Globally optimal control of hybrid chilled water plants integrated with small-scale thermal energy storage for energy-efficient operation

The integration of thermal energy storage in chilled water systems is an effective way to improve energy effi-ciency and is essential for achieving carbon emission reduction. However, the commonly used large-scale thermal energy storage needs significantly larger space, which hinders the wide application of thermal storage in large number of existing buildings. Unlike previous studies, this study integrated a small-scale stratified chilled water storage tank into chilled water plants and proposed a global optimal control strategy to enhance the overall system energy performance.

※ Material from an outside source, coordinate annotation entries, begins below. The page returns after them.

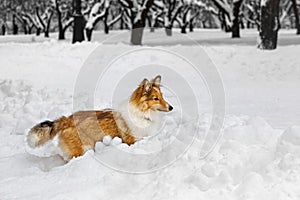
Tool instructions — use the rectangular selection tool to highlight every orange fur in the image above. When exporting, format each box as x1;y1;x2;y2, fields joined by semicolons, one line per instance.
27;76;172;160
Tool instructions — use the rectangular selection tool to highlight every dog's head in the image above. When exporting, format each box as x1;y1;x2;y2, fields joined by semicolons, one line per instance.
130;75;173;112
27;121;53;148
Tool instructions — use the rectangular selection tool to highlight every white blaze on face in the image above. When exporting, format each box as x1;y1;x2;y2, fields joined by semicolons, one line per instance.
27;131;40;148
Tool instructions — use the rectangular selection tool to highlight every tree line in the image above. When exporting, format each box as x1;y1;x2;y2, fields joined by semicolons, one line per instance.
0;0;300;49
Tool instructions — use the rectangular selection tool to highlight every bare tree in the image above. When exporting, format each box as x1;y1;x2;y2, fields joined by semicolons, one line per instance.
258;0;280;50
231;0;243;38
291;0;300;35
72;0;85;43
52;0;74;40
212;0;233;32
119;0;154;45
36;6;53;37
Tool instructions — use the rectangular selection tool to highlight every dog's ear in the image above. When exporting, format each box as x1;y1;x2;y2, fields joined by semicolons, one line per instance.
151;75;161;87
141;78;151;93
40;120;54;128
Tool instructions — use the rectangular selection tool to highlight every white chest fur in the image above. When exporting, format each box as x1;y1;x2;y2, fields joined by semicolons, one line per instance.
120;103;161;139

The proposed strategy determines the optimal settings of stratified chilled water storage tank charging/discharging flow rate, chilled water supply temperature, and the number of chillers in order to minimize the daily energy consumption of the chilled water plants under varying load conditions. The stratified chilled water storage tank was modelled as a "virtual chiller" to quantify the energy consumption related to the charging/discharging. Multiple charging/discharging cycles were controlled for optimal chiller loading. The proposed control strategy was evaluated in a simulated complex central chilled water plant. The results show that the proposed optimal control strategy can save the daily energy consumption of the central chilled water plant by 4.35-7.67%, 2.10-3.90%, and 2.30-5.15% in three typical weather conditions.